Research On XSS Detection System Based On ISR

As the Internet becomes the predominant medium of communication and commerce, there has been an increase in the number of Web applications providing day-to-day services such as shopping, banking, entertainment and more. At the same time most of these applications contain vulnerabilities which are being discovered and exploited at an alarming rate.
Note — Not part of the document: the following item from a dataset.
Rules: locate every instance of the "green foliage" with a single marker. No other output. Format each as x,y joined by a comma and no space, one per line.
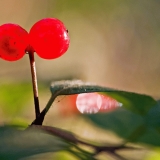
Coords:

Cross-Site Scripting (XSS) is universally seen by researchers and industry experts as the top most prevalent Web application vulnerability.The natural and simple way of developing Web applications is prone to XSS as well as other vulnerabilities. In response, over the years various tools have been developed for mitigating common Web application vulnerabilities. However, existing techniques, including some of the emerging defense trends, suffer from various practical drawbacks such as deployment infeasibility, performance overheads and unacceptable inaccuracy rates. Ideally, a reliable, efficient, and configurable server-side tool should be made available to protect any organisation against the evolving threat of XSS without requiring modifications to the existing code.In this research work a detailed profile of XSS is created, illustrating the sources, causes, impact and subtleties of XSS attacks. New attack categories are identified and emerging defense trends are introduced. Tools, methods and processes used by realworld hackers to evade the current Web defense mechanisms are discussed and applied to both real and hypothetical’semi-real’ instances. Past, present and emerging protection solutions are assessed and categorized according to their deployment point and according to other dimensions which we extracted after examining, and reflecting upon, the vast and disparate body of existing literature on the subject.Finally, a set of design principles based on software engineering, secure coding, and firewall theory is derived. Then a framework embodying these principles is put together to protect enterprise resources with performance, accuracy and practicality in mind. The framework was instantiated using the Aspect-Oriented Programming (AOP) paradigm and open-source technologies. Coinciding with what was planned, without involving any additional effort, all the test injection attacks were successfully and efficiently mitigated without breaking the functionality of the evaluated Web application.